It’s officially summer time! While it’s been hot in Amman since early May, the East Coast (USA) has been on a roller coaster of weather emotions with winter-weather temps just the day before Memorial Day.
Summer time means fresh fruits, ice cold drinks, light meals and all the salads. All. The. Salads. It’s month 7 of this pregnancy and for the most part, I’ve been on an ice-cold kick. All my fruits have to be refrigerated to icy cold perfection, water has to have ice in it, popsicles are always stocked in the freezer and fresh salads are my new go-to meal.
Thankfully, I haven’t been driving my husband too crazy because all these things are in season.

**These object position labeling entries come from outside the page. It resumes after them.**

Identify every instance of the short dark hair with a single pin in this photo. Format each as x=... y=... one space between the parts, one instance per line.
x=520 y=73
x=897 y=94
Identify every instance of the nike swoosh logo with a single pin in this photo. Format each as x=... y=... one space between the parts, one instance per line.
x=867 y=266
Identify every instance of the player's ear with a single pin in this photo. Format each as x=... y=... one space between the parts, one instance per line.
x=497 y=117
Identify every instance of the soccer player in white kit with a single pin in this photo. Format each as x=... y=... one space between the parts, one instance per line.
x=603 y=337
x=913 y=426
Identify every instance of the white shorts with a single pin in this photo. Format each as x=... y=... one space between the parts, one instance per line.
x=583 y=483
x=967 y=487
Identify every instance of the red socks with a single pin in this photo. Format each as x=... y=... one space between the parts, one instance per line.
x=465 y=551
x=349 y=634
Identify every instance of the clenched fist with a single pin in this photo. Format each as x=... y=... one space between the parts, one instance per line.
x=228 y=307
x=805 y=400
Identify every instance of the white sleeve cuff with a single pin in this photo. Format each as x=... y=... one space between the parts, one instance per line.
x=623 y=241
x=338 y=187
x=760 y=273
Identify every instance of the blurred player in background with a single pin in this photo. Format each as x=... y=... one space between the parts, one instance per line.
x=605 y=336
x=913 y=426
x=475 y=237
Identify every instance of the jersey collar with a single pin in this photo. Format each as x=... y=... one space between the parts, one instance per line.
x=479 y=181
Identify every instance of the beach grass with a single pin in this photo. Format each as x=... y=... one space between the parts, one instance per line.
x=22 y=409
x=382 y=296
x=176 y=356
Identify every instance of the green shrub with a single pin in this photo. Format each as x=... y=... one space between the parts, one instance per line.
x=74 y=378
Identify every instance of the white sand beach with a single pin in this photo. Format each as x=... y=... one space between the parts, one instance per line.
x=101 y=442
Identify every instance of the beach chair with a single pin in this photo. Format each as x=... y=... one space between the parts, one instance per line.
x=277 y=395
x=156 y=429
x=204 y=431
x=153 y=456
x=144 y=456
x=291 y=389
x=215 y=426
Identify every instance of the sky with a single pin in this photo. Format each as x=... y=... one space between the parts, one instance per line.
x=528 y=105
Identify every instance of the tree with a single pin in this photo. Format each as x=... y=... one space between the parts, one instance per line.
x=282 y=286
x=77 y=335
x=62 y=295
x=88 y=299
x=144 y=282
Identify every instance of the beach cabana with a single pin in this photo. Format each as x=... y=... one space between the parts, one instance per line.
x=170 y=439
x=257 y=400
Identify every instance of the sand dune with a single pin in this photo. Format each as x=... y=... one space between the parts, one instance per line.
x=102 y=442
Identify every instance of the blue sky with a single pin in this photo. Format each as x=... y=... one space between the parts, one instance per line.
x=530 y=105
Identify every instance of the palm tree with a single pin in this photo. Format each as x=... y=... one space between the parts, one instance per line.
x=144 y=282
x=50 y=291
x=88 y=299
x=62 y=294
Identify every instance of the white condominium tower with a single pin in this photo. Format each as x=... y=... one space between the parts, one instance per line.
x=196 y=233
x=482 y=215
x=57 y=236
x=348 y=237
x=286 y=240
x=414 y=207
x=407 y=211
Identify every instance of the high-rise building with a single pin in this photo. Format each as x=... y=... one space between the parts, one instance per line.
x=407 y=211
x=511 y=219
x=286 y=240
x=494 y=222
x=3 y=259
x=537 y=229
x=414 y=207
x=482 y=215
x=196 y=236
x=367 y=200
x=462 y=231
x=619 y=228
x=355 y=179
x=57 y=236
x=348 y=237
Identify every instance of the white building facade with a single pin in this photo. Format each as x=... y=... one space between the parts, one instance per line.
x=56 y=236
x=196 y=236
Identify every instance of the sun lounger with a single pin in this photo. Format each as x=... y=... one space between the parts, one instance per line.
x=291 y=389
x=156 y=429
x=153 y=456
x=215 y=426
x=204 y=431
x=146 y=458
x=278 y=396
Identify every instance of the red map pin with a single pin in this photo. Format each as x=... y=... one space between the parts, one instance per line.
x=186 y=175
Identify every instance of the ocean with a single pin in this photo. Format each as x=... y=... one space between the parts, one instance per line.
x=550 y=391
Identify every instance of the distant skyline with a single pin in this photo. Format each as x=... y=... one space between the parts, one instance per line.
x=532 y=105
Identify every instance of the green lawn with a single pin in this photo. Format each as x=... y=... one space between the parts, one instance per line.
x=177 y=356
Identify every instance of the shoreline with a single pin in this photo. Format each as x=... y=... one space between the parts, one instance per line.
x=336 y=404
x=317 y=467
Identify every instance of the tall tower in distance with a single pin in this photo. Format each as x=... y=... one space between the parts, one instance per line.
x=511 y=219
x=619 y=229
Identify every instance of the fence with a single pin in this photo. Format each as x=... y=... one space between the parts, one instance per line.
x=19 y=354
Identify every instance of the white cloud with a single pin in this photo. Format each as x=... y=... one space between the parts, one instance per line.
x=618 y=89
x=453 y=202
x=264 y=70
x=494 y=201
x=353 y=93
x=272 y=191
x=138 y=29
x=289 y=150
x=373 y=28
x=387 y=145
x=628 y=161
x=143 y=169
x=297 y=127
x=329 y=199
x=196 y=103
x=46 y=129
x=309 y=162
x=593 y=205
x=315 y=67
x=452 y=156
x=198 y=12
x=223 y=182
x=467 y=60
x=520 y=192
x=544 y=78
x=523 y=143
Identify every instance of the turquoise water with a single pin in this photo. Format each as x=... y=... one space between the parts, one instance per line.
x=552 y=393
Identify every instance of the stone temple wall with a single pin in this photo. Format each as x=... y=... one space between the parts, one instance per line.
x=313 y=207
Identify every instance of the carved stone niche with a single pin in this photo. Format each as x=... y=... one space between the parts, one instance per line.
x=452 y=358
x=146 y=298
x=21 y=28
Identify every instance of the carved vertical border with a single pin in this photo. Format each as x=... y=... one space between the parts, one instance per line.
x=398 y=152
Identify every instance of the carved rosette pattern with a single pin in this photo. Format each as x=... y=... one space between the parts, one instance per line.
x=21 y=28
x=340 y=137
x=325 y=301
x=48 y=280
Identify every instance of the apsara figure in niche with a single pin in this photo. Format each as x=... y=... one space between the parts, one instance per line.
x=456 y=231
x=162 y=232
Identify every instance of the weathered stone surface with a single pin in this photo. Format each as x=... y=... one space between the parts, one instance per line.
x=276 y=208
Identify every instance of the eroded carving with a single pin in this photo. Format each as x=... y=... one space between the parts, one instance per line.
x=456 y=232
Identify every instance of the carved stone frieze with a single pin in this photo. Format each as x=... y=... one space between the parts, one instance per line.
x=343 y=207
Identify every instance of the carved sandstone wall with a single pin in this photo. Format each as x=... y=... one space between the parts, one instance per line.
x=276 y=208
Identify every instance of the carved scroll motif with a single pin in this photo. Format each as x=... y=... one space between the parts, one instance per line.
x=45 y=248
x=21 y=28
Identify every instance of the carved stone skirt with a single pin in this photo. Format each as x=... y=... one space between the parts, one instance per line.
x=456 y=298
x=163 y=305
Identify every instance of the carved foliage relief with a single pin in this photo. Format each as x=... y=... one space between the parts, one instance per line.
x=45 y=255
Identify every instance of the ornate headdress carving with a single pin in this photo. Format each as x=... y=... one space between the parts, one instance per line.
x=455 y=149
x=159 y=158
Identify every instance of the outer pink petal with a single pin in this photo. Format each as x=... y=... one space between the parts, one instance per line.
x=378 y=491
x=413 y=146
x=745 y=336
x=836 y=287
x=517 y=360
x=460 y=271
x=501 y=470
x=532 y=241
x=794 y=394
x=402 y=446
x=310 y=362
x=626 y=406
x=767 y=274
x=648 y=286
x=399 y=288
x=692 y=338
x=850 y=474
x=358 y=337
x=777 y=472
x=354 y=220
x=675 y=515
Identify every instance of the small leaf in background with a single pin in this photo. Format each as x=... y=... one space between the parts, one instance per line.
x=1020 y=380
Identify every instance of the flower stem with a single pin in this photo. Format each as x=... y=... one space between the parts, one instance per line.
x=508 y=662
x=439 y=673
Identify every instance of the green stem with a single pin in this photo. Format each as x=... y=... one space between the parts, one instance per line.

We added this Pearl Couscous {Maftool} Salad to our menu rotation and it’s been a serious hit (not only with Waddah, but with his family too).
Ingredients
- 1 cup Pearl couscous (maftool)
- 1 1/2 cups cucumbers, shopped
- 1 1/2 cups cherry tomatoes, halved
- 1/2 cup green onions (or red onions) chopped
- Juice from 1 lemon
- 2 tablespoons olive oil
- Salt
- 1 garlic clove, minced
Instructions
- Prepare the couscous by bringing 1 1/2 cups water to a boil
- Stir in the couscous and 1 Tbsp butter then simmer for 10 minutes. Fluff with a fork.
- To make the salad, mix together couscous, onions, cucumbers, tomatoes and then toss in the dressing.